Years of aggravation with the IRS, and now facing financial ruination, he’d had enough. Rather than pay the piper, he crashed it into them.
Other than Stack, two people were injured in the incident. While it isn’t easy to feel bad for your average IRS drone, largely unsympathetic bureaucrats with enviable paychecks, benefits, and retirement benefits the rest of the country helps pay for (my father was an IRS agent for 33 years), it’s always tragic when innocent bystanders suffer from the violent antics of others. But other than these folks, I find this incident rather uplifting.
Basically, Stack struck a blow in the name of restoring reason, urging justice and fairness, and most of all, ACCOUNTABILITY. It is this last item horribly absent from every level of government, particularly the faceless and mind-numbing IRS, where its capacity to ruin individuals’ lives is passed off as “professionals just doing their jobs.”

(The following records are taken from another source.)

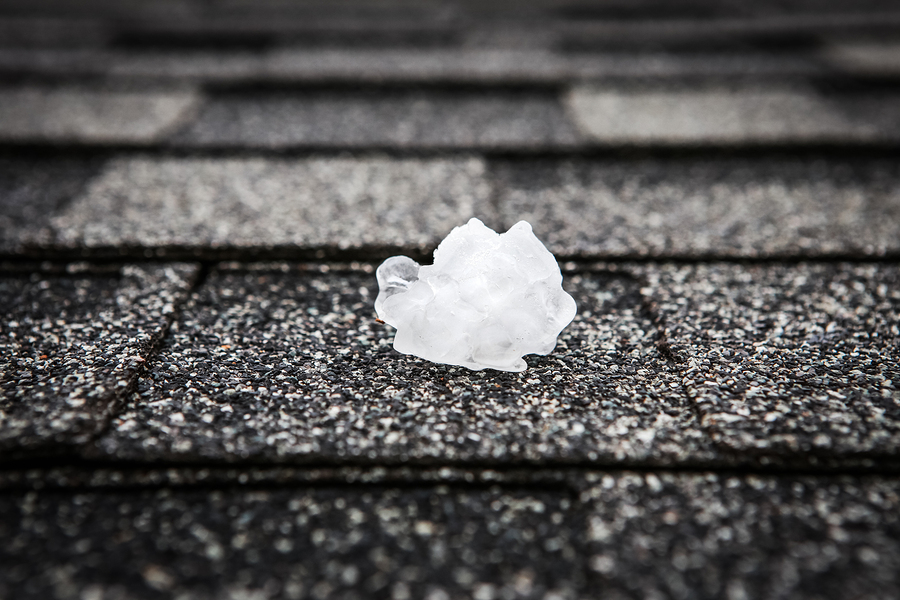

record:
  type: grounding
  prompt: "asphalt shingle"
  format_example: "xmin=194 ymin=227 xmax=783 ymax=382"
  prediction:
xmin=0 ymin=485 xmax=583 ymax=600
xmin=0 ymin=47 xmax=824 ymax=84
xmin=173 ymin=91 xmax=581 ymax=150
xmin=50 ymin=156 xmax=491 ymax=257
xmin=0 ymin=86 xmax=201 ymax=144
xmin=581 ymin=472 xmax=900 ymax=599
xmin=2 ymin=2 xmax=900 ymax=597
xmin=0 ymin=155 xmax=104 ymax=254
xmin=88 ymin=265 xmax=717 ymax=467
xmin=566 ymin=86 xmax=900 ymax=145
xmin=640 ymin=263 xmax=900 ymax=461
xmin=0 ymin=263 xmax=198 ymax=458
xmin=823 ymin=41 xmax=900 ymax=77
xmin=0 ymin=15 xmax=109 ymax=49
xmin=494 ymin=157 xmax=900 ymax=259
xmin=2 ymin=471 xmax=898 ymax=600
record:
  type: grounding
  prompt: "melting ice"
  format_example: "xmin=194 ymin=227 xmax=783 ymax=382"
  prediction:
xmin=375 ymin=218 xmax=577 ymax=372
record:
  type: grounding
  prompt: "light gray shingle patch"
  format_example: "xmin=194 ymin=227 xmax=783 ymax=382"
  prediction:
xmin=565 ymin=86 xmax=900 ymax=145
xmin=823 ymin=42 xmax=900 ymax=77
xmin=174 ymin=91 xmax=581 ymax=149
xmin=51 ymin=156 xmax=490 ymax=252
xmin=581 ymin=472 xmax=900 ymax=599
xmin=0 ymin=486 xmax=583 ymax=600
xmin=494 ymin=157 xmax=900 ymax=258
xmin=0 ymin=263 xmax=199 ymax=457
xmin=0 ymin=157 xmax=104 ymax=253
xmin=0 ymin=87 xmax=201 ymax=144
xmin=88 ymin=267 xmax=719 ymax=467
xmin=640 ymin=263 xmax=900 ymax=459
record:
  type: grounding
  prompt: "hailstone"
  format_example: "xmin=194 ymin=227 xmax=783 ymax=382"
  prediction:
xmin=375 ymin=218 xmax=577 ymax=372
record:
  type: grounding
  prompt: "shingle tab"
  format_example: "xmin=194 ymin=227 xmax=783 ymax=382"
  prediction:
xmin=823 ymin=41 xmax=900 ymax=77
xmin=640 ymin=263 xmax=900 ymax=460
xmin=51 ymin=156 xmax=491 ymax=254
xmin=566 ymin=86 xmax=900 ymax=145
xmin=0 ymin=263 xmax=198 ymax=457
xmin=264 ymin=48 xmax=569 ymax=83
xmin=0 ymin=156 xmax=104 ymax=254
xmin=88 ymin=266 xmax=718 ymax=467
xmin=0 ymin=86 xmax=201 ymax=144
xmin=1 ymin=472 xmax=898 ymax=599
xmin=0 ymin=485 xmax=583 ymax=599
xmin=174 ymin=91 xmax=581 ymax=150
xmin=582 ymin=472 xmax=900 ymax=599
xmin=495 ymin=157 xmax=900 ymax=258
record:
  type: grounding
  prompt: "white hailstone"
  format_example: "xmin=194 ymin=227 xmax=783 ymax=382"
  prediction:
xmin=375 ymin=218 xmax=577 ymax=372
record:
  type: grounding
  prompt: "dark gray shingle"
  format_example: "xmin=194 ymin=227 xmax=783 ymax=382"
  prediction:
xmin=174 ymin=91 xmax=581 ymax=150
xmin=88 ymin=266 xmax=718 ymax=467
xmin=0 ymin=263 xmax=198 ymax=458
xmin=495 ymin=157 xmax=900 ymax=259
xmin=640 ymin=262 xmax=900 ymax=460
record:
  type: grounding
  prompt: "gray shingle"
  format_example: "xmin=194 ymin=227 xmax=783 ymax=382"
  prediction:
xmin=263 ymin=48 xmax=569 ymax=83
xmin=88 ymin=266 xmax=718 ymax=467
xmin=0 ymin=263 xmax=198 ymax=457
xmin=0 ymin=16 xmax=109 ymax=48
xmin=566 ymin=85 xmax=900 ymax=145
xmin=581 ymin=472 xmax=900 ymax=599
xmin=0 ymin=86 xmax=201 ymax=144
xmin=0 ymin=485 xmax=584 ymax=600
xmin=823 ymin=41 xmax=900 ymax=77
xmin=2 ymin=471 xmax=898 ymax=599
xmin=494 ymin=157 xmax=900 ymax=258
xmin=0 ymin=47 xmax=823 ymax=84
xmin=174 ymin=91 xmax=581 ymax=150
xmin=51 ymin=156 xmax=491 ymax=254
xmin=640 ymin=263 xmax=900 ymax=460
xmin=0 ymin=156 xmax=104 ymax=254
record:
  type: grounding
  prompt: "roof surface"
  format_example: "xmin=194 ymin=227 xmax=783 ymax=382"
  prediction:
xmin=2 ymin=1 xmax=899 ymax=599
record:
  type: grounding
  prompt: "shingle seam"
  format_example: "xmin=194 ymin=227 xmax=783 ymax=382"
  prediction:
xmin=3 ymin=462 xmax=900 ymax=493
xmin=55 ymin=263 xmax=208 ymax=457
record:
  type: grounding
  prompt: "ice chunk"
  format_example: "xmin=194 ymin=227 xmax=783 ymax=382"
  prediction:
xmin=375 ymin=218 xmax=577 ymax=372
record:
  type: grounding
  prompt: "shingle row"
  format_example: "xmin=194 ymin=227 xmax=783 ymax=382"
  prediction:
xmin=1 ymin=471 xmax=898 ymax=599
xmin=0 ymin=47 xmax=826 ymax=83
xmin=3 ymin=262 xmax=897 ymax=469
xmin=3 ymin=1 xmax=898 ymax=52
xmin=5 ymin=154 xmax=899 ymax=259
xmin=3 ymin=84 xmax=900 ymax=148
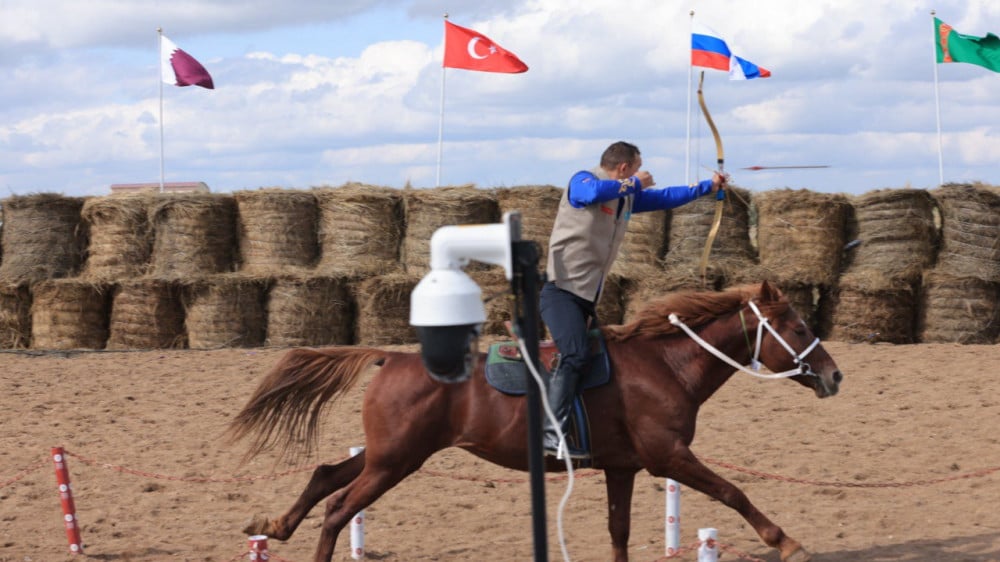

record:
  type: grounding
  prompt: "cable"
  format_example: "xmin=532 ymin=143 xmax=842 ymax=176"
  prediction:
xmin=517 ymin=336 xmax=576 ymax=562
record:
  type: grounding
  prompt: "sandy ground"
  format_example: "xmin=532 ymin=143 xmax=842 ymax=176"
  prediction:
xmin=2 ymin=340 xmax=1000 ymax=562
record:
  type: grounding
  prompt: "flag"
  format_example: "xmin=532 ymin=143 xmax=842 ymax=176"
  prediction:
xmin=935 ymin=17 xmax=1000 ymax=73
xmin=691 ymin=23 xmax=770 ymax=80
xmin=443 ymin=20 xmax=528 ymax=73
xmin=160 ymin=34 xmax=215 ymax=89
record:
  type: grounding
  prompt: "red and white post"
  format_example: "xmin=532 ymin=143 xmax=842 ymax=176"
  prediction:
xmin=248 ymin=535 xmax=270 ymax=561
xmin=51 ymin=447 xmax=83 ymax=554
xmin=697 ymin=528 xmax=718 ymax=562
xmin=349 ymin=446 xmax=365 ymax=560
xmin=665 ymin=478 xmax=681 ymax=556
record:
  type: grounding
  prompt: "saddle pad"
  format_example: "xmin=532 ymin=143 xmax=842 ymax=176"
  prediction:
xmin=484 ymin=339 xmax=611 ymax=396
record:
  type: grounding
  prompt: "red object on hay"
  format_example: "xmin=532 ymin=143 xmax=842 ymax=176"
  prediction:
xmin=51 ymin=446 xmax=83 ymax=554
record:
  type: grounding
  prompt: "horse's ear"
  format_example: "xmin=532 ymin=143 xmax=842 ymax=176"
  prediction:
xmin=760 ymin=280 xmax=781 ymax=302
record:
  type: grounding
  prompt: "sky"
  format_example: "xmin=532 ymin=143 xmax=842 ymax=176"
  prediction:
xmin=1 ymin=0 xmax=999 ymax=199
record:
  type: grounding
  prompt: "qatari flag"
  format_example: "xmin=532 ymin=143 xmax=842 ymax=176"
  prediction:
xmin=160 ymin=34 xmax=214 ymax=89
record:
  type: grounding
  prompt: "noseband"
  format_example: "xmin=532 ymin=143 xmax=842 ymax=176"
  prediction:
xmin=668 ymin=299 xmax=821 ymax=380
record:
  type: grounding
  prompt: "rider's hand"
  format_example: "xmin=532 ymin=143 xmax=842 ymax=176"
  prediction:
xmin=636 ymin=171 xmax=655 ymax=189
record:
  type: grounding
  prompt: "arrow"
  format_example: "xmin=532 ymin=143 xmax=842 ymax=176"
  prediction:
xmin=740 ymin=165 xmax=831 ymax=171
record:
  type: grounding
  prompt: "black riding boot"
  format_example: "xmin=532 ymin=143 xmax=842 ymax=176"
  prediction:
xmin=542 ymin=366 xmax=590 ymax=459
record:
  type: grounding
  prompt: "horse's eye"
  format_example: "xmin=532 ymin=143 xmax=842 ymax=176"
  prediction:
xmin=794 ymin=325 xmax=807 ymax=336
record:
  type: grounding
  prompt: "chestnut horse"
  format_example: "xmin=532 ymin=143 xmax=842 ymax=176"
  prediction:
xmin=229 ymin=280 xmax=842 ymax=562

Read this and tell me how crazy you think Stack is (was). Highlights:
In his suicide note, the computer software engineer who flew a small plane into a building with Internal Revenue Service offices in Texas on Thursday cited a 1986 tax law as a major motivation for his action
“This law has ruined many people’s lives, hurt the technology industry, and discouraged the creation of small, independent businesses critical to a thriving domestic economy,” [Harvey J.} Shulman, [a Washington attorney representing the industry] said in an interview Thursday. “That the law still exists — even after its original sponsors called for its repeal and unbiased studies proved it unfairly targeted a tax-compliant industry — shows just how dysfunctional and unresponsive Democratic and Republican Congresses and our political system have been, even on relatively simple issues.”
Accountability. This poor sap gets screwed by a misbegotten law that nobody wants and nobody does anything about despite 25 years of talk. What’s he supposed to do, bend over and smile? Whose door can he knock on for help, and why does he have to abide by such maniacal constraints?
If there’s a kernel of truth in the paws Tea Party bozos, it’s that our leaders’ accountability for their actions to their constituents is woefully unenforced. If people have to die to sacrifice themselves to make this point, those people are displaying more moral responsibility than the cowardly Congress they’re defying.
You could even think of that burning building in Austin as a burning bush (lower case be.)